Gammy called us all to a halt every few feet to listen for rattlesnakes. She had us whipped into a state where the rattle of a leaf would turn us white and sweaty and send us scurrying home to the safety of the cabin. Gammy impressed us with all of the dangers of outdoor living. She warned us against eagles, hawks, bees, flies—horseflies which bit—mosquitoes and gnats which might attack from the air; ticks, snakes, leeches, and bugs which might spring snarling from the ground; and she had us convinced that the trees along the edge of the clearing where our cabins were, were like the bars of the cages at the zoo and just behind them prowled hundreds of timber wolves, grizzly bears and mountain lions fighting for a chance to eat us.
From the summers we spent with Mother and Daddy camping in tents, we returned to town brown and healthy, but from the summers spent with Gammy, we came back as jumpy as fleas and pale and scraggly from the hours of lying on feather pillows under the beds praying during the thunderstorms and the days crowded in the close cabins out of the reach of groping fangs. We, of course, never told brave, fearless Mother and Daddy about Gammy and the dangers of outdoor life, and they probably wondered why they, so strong and daring, should have produced this group of high-tensioned rabbits.
When Mother and Daddy went away from home on long trips, which they did frequently, we stayed at home with Gammy.
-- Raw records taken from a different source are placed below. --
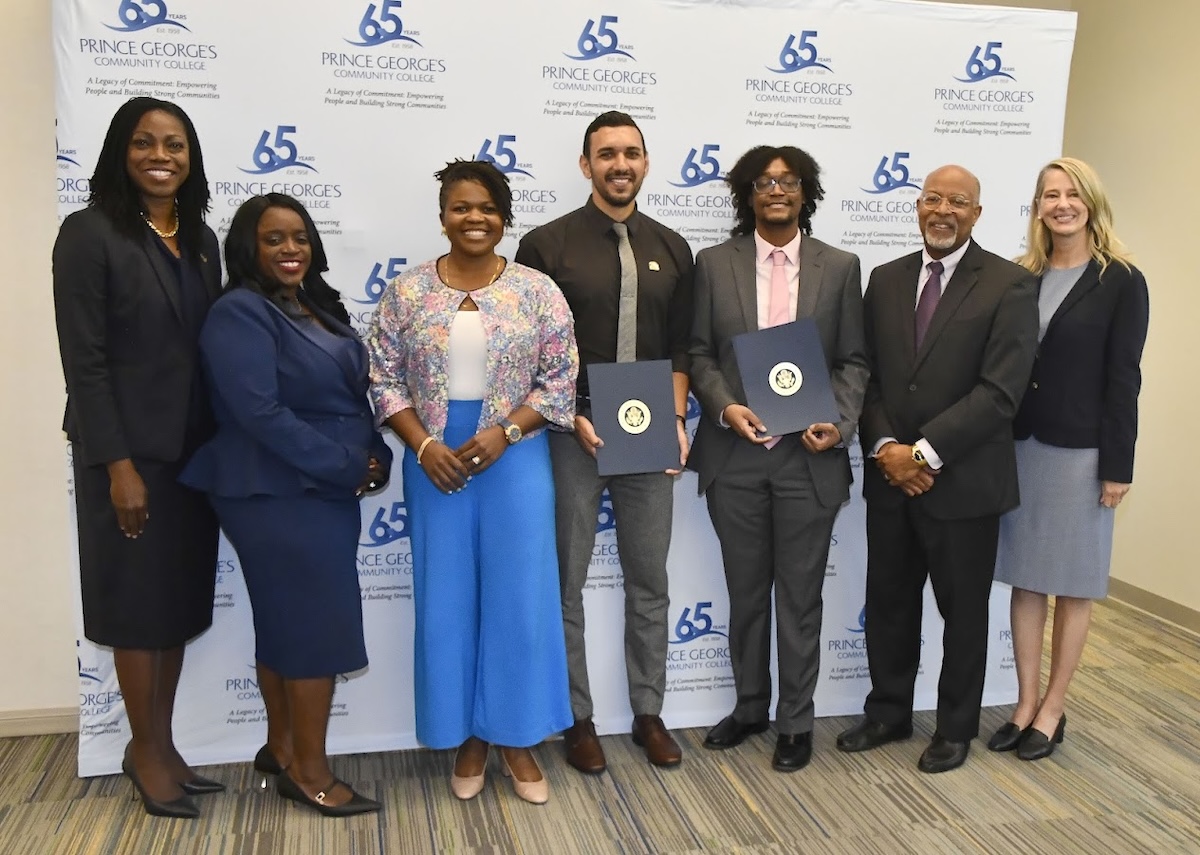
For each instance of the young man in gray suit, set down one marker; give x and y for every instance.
(773, 500)
(951, 335)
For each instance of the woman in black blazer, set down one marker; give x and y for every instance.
(135, 274)
(1075, 430)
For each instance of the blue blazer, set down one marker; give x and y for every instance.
(291, 405)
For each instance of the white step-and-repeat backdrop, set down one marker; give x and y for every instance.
(352, 106)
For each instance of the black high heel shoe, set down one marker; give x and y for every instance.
(265, 761)
(265, 765)
(178, 808)
(1036, 745)
(358, 803)
(1007, 737)
(199, 785)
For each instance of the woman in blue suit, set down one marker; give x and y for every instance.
(294, 450)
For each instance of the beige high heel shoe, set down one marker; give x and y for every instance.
(468, 787)
(533, 791)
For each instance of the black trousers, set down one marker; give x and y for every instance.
(905, 546)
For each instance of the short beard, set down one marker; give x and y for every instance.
(942, 243)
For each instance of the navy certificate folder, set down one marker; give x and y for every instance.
(785, 376)
(633, 410)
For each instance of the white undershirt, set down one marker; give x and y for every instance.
(467, 358)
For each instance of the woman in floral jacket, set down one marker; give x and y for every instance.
(471, 358)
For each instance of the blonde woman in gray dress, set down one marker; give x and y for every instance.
(1075, 432)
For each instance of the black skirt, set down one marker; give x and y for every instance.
(156, 591)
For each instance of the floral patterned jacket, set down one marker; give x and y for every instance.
(532, 357)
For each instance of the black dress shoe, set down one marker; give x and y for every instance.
(1037, 745)
(177, 808)
(868, 734)
(792, 752)
(358, 803)
(942, 755)
(730, 731)
(265, 761)
(1007, 737)
(199, 785)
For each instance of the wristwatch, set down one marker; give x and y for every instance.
(511, 431)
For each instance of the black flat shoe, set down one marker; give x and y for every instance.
(943, 754)
(1007, 737)
(1036, 745)
(792, 752)
(265, 761)
(177, 808)
(730, 731)
(289, 789)
(199, 785)
(868, 734)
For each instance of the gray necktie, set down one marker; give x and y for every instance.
(627, 312)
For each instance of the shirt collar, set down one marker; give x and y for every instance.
(763, 249)
(604, 222)
(948, 263)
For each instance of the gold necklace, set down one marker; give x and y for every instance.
(496, 274)
(157, 231)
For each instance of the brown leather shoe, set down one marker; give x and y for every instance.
(660, 747)
(583, 748)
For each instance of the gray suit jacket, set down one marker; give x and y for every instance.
(726, 305)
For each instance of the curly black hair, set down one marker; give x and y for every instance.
(495, 181)
(114, 192)
(754, 163)
(241, 255)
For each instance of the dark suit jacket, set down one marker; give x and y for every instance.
(292, 412)
(961, 390)
(831, 292)
(1086, 377)
(127, 363)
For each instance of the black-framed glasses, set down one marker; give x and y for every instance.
(763, 184)
(934, 201)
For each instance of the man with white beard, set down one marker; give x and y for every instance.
(951, 335)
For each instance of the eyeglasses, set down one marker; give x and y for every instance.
(789, 184)
(934, 201)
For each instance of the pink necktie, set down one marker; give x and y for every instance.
(779, 310)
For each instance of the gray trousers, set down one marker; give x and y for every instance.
(642, 507)
(773, 532)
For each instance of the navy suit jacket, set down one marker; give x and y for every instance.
(961, 389)
(292, 412)
(1086, 377)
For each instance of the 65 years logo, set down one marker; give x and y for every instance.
(599, 40)
(381, 24)
(984, 64)
(700, 167)
(502, 155)
(892, 177)
(799, 53)
(279, 154)
(135, 16)
(382, 273)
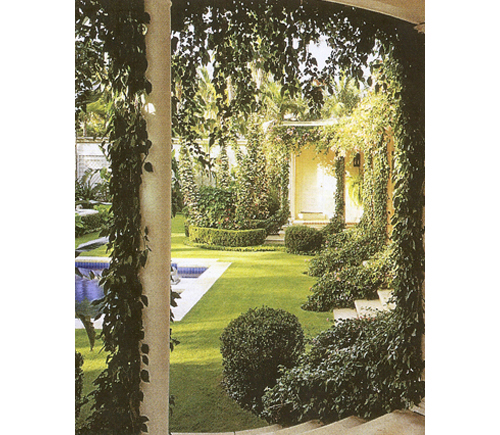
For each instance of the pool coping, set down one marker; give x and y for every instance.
(191, 291)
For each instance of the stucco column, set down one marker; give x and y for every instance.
(156, 216)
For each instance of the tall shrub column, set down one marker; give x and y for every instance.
(156, 214)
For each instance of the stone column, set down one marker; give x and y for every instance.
(156, 216)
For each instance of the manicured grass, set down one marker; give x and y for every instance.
(275, 279)
(99, 252)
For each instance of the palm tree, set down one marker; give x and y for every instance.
(345, 97)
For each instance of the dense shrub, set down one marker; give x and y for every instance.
(216, 207)
(220, 237)
(355, 368)
(300, 239)
(339, 289)
(348, 248)
(79, 400)
(335, 226)
(253, 347)
(93, 222)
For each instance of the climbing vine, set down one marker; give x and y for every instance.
(232, 35)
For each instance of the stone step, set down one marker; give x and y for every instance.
(420, 408)
(344, 313)
(260, 430)
(368, 308)
(337, 428)
(299, 428)
(395, 423)
(385, 296)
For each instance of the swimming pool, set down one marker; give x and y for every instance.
(87, 289)
(198, 275)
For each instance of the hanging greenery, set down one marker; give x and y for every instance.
(232, 35)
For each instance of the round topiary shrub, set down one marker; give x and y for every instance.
(253, 347)
(302, 239)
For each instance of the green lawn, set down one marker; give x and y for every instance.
(254, 279)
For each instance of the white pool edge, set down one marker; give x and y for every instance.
(191, 291)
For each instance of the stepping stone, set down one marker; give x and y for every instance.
(366, 308)
(344, 313)
(337, 428)
(299, 428)
(385, 295)
(395, 423)
(420, 408)
(260, 430)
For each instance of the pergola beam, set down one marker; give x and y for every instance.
(412, 11)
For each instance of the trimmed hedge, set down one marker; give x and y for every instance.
(300, 239)
(260, 248)
(79, 399)
(339, 289)
(354, 368)
(234, 238)
(254, 347)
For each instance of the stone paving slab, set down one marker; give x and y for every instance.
(191, 290)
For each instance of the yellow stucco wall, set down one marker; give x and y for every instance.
(313, 179)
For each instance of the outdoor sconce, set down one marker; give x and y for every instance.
(357, 161)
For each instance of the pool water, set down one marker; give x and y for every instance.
(88, 290)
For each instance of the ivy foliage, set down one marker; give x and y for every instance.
(233, 35)
(354, 368)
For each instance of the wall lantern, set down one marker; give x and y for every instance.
(357, 160)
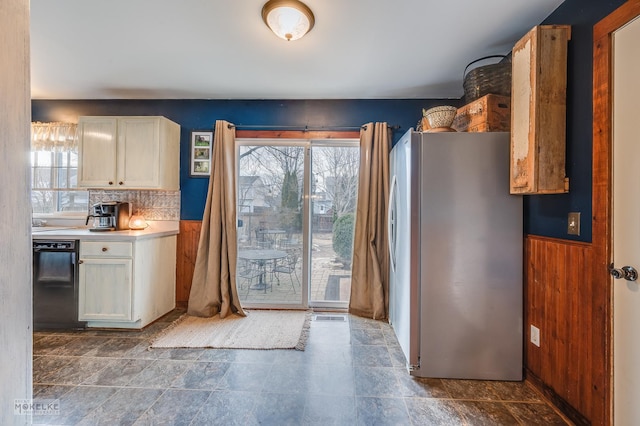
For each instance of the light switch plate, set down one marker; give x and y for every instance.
(534, 335)
(573, 224)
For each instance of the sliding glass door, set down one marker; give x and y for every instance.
(296, 210)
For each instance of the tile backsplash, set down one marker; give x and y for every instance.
(153, 205)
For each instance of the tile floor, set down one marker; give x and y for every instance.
(351, 373)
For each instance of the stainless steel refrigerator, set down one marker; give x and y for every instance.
(455, 236)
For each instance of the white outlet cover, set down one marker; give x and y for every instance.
(534, 335)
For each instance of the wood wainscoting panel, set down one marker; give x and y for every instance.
(559, 300)
(186, 258)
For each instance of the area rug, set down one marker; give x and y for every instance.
(260, 329)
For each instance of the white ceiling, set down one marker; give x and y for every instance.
(221, 49)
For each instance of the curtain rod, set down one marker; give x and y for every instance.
(302, 128)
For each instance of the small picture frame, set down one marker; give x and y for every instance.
(201, 152)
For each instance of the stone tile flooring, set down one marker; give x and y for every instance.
(351, 373)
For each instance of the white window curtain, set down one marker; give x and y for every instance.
(54, 136)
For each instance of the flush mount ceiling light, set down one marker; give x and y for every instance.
(288, 19)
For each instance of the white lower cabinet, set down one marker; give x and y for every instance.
(126, 284)
(106, 290)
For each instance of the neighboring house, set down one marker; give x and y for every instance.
(252, 194)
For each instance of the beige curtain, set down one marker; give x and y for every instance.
(370, 267)
(213, 289)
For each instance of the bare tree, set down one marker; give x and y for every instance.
(337, 168)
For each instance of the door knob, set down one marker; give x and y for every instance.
(629, 273)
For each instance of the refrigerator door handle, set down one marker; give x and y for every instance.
(392, 222)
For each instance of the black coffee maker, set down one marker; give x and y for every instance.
(110, 216)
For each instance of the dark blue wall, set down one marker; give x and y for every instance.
(202, 114)
(547, 214)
She had us all sleep in her room on army cots and folding beds which she hastily and carelessly erected and which were always collapsing and giving us skinned noses and black eyes. Gammy kept a pair of Daddy's shoes beside her bed and when she heard any noise in the house she leaned out of bed and stamped the shoes on the floor so that the robber or killer, whichever one happened to be downstairs, would think that there was a man in the house instead of "a lone helpless woman and several small children" all huddled upstairs waiting to be killed.
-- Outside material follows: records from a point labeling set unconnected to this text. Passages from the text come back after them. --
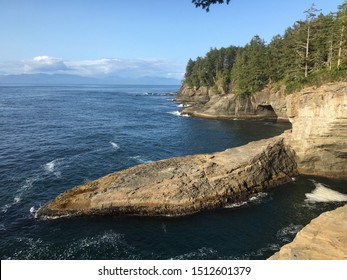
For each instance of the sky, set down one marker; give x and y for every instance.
(133, 38)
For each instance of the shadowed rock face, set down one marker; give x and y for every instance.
(269, 104)
(319, 134)
(324, 238)
(181, 185)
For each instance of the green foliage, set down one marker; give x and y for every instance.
(205, 4)
(310, 52)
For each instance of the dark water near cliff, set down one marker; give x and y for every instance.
(53, 138)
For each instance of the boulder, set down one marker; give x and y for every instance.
(181, 185)
(324, 238)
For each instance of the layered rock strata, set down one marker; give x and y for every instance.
(324, 238)
(319, 130)
(181, 185)
(269, 104)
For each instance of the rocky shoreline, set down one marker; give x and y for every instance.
(317, 145)
(324, 238)
(182, 185)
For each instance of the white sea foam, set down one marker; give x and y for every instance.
(53, 167)
(2, 227)
(201, 253)
(140, 159)
(323, 194)
(114, 146)
(22, 190)
(287, 233)
(5, 208)
(183, 105)
(255, 199)
(178, 113)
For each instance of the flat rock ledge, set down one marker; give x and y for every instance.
(324, 238)
(181, 185)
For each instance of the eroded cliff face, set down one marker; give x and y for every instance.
(269, 104)
(319, 133)
(324, 238)
(182, 185)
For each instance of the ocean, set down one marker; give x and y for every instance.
(53, 138)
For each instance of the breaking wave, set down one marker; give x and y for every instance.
(115, 146)
(178, 113)
(323, 194)
(140, 159)
(256, 199)
(52, 167)
(202, 253)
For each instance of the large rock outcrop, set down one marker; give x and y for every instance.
(181, 185)
(269, 104)
(319, 133)
(324, 238)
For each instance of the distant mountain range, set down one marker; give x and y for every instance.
(75, 79)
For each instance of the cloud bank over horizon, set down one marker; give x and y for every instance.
(94, 68)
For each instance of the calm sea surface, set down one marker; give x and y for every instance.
(54, 138)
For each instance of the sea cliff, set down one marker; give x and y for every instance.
(324, 238)
(318, 116)
(317, 145)
(268, 104)
(182, 185)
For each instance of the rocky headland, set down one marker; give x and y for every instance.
(316, 145)
(318, 116)
(182, 185)
(324, 238)
(269, 104)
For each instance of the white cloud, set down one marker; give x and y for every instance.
(45, 64)
(96, 67)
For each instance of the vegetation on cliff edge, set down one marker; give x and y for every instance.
(311, 52)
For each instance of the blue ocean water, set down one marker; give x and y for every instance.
(53, 138)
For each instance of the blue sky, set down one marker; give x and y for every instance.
(133, 37)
Our "hired girls" often came in late and I've wondered since if this stamping of manly feet upstairs in the dead of night, when they knew that Mother and Daddy were in New York or Alaska, didn't lead them to believe that Gammy had a secret love life. To the casual eyes of a maid this idea might have been plausible, as Gammy was a very pretty woman, small with large blue eyes, delicate regular features and tinselly curly hair. But to those of us who knew her there were several good reasons why this wouldn't, couldn't be. In the first place Gammy hated men—all men, except Daddy. "Just like some big stinkin' Man," she would sneer as she lapped up the account of a rape or murder in the paper. Or, "The whole world's run for Men and don't you forget it," she would warn us as she inspected us to see if our eyes were shut before marching us past the Silver Dollar Saloon. Or, when we were having mining men, friends of Daddy's, to dinner, which we did six nights a week, Gammy would caution the hired girl, "Don't make it so awful good. Men'll eat anything. The pigs!"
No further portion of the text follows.